Michael Rösser's dissertation shortlisted for Hedwig Hintze Prize

Every two years, the Association of Historians in Germany (VHD) awards the Hedwig Hintze Prize in recognition of outstanding doctoral dissertations from across the entire breadth of the discipline. At its meeting on Friday, 16 May 2025, in Frankfurt am Main, the VHD commission drew up a shortlist from all submissions. Among the five proposals for the Hedwig Hintze Prize for the best dissertation is the work of Michael Rösser: "Prisms of Work. Labour, Recruitment and Command in German East Africa", which he successfully defended in 2022 at the Max Weber Centre for Cultural and Social Science Studies at the University of Erfurt.

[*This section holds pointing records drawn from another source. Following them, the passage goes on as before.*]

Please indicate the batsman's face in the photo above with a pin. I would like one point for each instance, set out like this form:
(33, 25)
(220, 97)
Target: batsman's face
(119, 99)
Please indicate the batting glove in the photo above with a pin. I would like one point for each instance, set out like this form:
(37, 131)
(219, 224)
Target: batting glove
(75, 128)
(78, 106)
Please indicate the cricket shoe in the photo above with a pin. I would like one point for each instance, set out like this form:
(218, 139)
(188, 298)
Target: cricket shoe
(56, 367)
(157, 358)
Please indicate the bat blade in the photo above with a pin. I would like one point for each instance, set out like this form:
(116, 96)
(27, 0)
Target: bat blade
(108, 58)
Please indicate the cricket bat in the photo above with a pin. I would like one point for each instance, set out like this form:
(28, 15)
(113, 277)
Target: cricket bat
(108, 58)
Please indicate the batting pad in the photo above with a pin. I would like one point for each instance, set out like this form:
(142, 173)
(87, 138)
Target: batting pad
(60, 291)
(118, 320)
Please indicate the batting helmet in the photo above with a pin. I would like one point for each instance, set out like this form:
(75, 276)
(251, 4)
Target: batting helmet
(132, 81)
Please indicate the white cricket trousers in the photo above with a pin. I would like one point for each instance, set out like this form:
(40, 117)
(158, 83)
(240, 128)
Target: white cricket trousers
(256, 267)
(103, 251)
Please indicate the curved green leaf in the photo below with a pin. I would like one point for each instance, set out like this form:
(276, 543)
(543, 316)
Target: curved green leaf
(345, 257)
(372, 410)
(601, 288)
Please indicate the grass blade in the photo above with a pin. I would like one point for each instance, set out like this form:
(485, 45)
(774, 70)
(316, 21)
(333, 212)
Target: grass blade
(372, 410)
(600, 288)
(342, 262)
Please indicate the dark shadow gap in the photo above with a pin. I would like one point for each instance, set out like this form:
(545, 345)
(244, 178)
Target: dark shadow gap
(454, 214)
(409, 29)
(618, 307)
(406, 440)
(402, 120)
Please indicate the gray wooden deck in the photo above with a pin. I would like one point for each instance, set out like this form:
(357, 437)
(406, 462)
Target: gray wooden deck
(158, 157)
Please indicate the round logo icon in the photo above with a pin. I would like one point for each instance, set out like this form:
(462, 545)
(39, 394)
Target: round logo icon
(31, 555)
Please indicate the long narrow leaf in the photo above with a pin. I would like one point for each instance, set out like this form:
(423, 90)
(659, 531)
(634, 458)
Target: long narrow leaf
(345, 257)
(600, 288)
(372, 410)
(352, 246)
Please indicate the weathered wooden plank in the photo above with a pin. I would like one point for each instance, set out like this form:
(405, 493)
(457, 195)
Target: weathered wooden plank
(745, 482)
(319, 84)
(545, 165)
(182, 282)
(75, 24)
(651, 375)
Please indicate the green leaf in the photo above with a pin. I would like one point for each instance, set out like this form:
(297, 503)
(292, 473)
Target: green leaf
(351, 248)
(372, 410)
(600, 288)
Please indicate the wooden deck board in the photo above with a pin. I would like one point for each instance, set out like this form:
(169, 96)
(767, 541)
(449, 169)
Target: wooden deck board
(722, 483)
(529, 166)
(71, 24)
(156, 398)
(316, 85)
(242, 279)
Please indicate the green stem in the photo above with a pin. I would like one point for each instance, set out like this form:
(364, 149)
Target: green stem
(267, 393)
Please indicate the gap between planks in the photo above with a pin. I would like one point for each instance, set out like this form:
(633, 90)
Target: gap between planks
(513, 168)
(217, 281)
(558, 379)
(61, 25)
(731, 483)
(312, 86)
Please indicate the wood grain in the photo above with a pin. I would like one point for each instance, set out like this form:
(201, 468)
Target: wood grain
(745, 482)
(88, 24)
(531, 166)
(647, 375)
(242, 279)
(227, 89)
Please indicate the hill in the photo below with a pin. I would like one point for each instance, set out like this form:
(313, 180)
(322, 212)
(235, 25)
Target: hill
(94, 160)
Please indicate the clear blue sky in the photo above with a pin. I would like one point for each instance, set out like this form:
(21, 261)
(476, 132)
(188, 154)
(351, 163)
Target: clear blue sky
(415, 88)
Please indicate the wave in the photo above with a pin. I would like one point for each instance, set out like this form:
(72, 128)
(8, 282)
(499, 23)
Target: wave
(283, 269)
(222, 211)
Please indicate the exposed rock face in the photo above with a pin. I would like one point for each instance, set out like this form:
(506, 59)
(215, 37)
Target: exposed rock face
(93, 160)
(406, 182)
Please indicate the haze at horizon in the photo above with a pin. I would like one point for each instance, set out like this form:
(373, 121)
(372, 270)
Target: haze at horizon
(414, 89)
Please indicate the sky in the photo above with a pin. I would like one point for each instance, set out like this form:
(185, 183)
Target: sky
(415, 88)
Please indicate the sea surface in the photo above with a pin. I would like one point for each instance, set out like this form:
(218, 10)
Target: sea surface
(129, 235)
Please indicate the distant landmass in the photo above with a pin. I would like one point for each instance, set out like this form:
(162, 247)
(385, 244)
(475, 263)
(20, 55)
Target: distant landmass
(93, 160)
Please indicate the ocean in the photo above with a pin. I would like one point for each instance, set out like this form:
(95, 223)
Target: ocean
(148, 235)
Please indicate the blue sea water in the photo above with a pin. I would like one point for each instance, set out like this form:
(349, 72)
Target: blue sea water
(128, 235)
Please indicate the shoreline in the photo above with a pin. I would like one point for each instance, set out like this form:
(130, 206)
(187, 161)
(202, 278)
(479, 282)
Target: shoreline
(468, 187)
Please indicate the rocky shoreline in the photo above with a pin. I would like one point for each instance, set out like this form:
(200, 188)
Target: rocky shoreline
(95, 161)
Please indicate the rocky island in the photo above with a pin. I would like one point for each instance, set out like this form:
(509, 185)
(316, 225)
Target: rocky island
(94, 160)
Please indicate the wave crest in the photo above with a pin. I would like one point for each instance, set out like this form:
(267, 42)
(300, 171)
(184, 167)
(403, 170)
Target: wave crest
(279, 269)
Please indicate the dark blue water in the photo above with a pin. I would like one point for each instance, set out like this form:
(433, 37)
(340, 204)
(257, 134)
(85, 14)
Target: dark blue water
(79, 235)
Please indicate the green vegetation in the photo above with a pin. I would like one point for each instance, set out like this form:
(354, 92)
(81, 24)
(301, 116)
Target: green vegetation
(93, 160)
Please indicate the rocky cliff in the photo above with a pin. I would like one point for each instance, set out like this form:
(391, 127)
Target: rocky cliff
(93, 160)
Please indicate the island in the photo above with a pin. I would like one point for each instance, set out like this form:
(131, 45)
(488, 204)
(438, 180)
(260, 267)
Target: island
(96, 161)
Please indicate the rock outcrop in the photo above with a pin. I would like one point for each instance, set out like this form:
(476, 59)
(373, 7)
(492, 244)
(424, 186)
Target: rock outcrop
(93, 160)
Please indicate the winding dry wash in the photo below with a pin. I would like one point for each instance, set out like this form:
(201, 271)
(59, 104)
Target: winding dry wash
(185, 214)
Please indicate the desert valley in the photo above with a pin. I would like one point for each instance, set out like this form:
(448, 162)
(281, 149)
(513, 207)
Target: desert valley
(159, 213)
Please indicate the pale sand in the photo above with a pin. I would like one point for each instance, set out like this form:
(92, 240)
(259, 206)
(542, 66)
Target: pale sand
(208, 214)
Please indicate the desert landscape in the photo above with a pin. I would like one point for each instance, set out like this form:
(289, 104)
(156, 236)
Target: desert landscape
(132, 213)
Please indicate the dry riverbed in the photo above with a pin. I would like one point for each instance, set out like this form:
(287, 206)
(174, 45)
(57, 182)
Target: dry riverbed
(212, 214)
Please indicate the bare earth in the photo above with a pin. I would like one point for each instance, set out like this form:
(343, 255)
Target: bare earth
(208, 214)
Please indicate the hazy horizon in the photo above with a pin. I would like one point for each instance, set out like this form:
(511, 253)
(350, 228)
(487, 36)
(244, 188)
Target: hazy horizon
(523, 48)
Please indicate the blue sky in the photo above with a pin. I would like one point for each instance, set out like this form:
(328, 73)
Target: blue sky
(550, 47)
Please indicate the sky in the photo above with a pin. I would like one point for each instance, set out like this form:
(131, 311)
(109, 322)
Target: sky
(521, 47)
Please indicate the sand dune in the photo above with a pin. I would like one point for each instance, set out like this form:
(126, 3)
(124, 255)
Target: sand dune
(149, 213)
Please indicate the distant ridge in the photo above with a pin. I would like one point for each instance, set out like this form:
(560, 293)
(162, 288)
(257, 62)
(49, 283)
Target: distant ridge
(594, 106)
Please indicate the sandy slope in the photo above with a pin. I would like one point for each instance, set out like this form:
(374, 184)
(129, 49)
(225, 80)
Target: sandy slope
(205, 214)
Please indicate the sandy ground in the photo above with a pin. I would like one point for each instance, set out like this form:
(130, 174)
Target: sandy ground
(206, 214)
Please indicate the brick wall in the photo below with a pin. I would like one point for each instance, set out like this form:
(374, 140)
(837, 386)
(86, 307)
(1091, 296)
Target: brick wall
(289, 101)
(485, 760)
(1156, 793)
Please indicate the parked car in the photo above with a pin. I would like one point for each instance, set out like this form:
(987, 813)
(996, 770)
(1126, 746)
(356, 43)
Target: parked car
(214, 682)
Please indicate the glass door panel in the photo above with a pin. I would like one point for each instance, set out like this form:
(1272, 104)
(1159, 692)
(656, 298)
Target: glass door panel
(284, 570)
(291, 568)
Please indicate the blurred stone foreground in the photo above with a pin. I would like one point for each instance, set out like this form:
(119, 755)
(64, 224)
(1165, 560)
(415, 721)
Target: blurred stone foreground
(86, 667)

The work, which has already been awarded an ‘honorary distinction’ by the European Network in Universal and Global History (ENIUGH), has been published by de Gruyter. In his book, which appeared as part of the series ‘Work in Global and Historical Perspective’ (21), Rösser analyses work and labour relations using three case studies in colonial German East Africa: the construction of the Central Railway (1905–1916), the Otto plantation in Kilossa (1907–1916) and the Tendaguru palaeontological expedition (1909–1911). His focus is on previously neglected actors and groups of actors in the colonial context of East Africa: these were primarily German companies and their employees, white subaltern railway subcontractors and labour brokers, Indian skilled workers and (qualified) East African workers. These places of work also had their own unique logic and characteristics, as they all existed in a state of tension between the ‘global’ and the ‘local,’ between coercion and voluntariness, between machine and manual labour, between skilled and unskilled labour, between reproductive and wage labour, and between black and white.

The Hedwig Hintze Prize is traditionally awarded during the Historians' Day at the VHD's ceremony. The event will take place on Thursday, 18 September 2025, at 7 p.m.